Human dental pulp stem cell-derived exosomes decorated titanium scaffolds for promoting bone regeneration

Abstract

Exosomes, nanoscale extracellular vesicles crucial for intercellular communication, hold great promise as a therapeutic avenue in cell-free tissue regeneration. In this study, we identified and utilized exosomes to adorn anodized titanium scaffolds, inducing osteogenic differentiation in human dental pulp stem cells (hDPSCs). The osteogenesis of hDPSCs was stimulated by exosomes derived from hDPSCs that underwent various periods of osteogenic differentiation. After purification, these exosomes were loaded onto anodized titanium scaffolds. Notably, the scaffolds loaded with exosomes deriving from osteogenic differentiated hDPSCs demonstrated superior bone tissue regeneration compared to those loaded with exosomes deriving from hDPSCs within 10-week.
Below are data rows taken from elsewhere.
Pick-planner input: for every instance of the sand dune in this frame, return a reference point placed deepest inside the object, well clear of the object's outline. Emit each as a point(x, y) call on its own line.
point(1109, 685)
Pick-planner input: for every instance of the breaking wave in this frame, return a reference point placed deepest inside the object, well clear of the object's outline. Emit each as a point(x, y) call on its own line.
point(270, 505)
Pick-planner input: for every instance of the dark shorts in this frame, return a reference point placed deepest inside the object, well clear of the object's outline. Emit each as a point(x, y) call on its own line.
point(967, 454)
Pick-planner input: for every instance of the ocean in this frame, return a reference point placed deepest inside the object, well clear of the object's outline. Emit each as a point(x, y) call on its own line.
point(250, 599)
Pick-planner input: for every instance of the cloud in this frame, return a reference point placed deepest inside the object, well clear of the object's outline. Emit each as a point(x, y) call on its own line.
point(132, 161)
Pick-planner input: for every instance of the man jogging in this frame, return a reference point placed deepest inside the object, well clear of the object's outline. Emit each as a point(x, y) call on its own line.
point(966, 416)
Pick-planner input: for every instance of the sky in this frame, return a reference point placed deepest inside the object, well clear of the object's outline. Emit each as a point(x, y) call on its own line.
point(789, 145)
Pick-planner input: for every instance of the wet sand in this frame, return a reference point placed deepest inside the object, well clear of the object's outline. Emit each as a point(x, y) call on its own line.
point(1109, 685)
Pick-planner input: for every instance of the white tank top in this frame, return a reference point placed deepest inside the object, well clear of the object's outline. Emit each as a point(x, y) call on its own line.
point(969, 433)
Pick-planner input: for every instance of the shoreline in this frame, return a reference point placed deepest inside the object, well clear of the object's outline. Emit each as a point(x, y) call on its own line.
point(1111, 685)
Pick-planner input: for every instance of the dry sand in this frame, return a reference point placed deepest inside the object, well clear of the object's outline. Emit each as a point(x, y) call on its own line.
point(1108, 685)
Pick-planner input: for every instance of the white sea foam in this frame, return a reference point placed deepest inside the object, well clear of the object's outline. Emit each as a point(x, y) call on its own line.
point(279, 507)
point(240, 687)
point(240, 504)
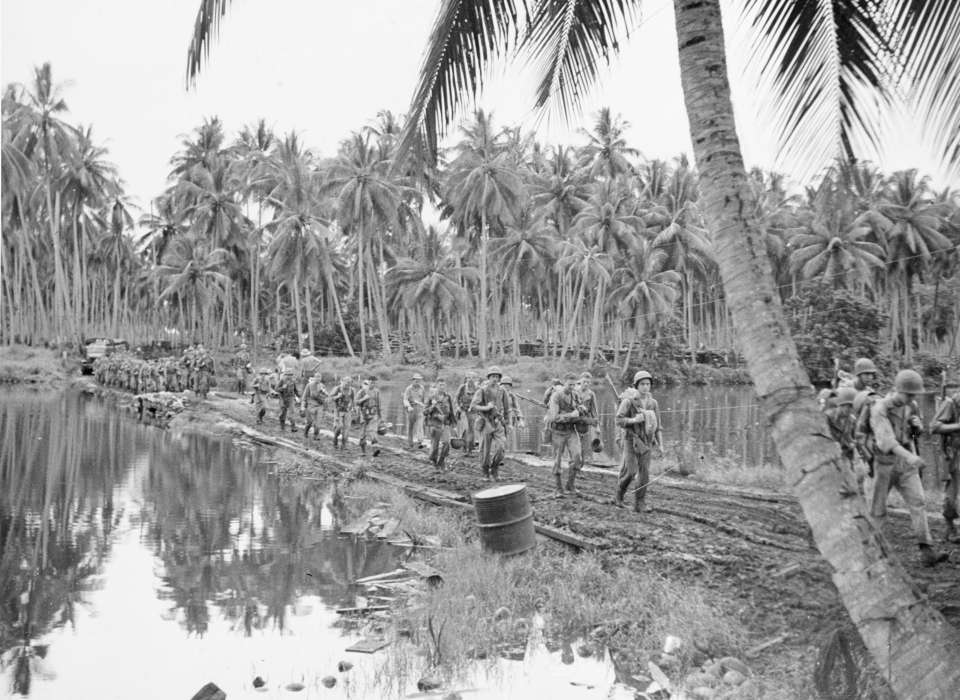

RNA-sequencing analysis shed light on the underlying mechanism, revealing that the osteogenic exosomes carried specific cargo, which is due to upregulated miRNAs (Hsa-miR-29c-5p, Hsa-miR-378a-5p, Hsa-miR-10b-5p and Hsa-miR-9–3p) associated with osteogenesis. And down-regulated anti-osteogenic miRNA (Hsa-miR-31–3p, Hsa-miR-221–3p, Hsa-miR-183–5p and Hsa-miR-503–5p). In conclusion, the identification and utilization of exosomes derived from osteogenic differentiated stem cells offer a novel and promising strategy for achieving cell-free bone regeneration.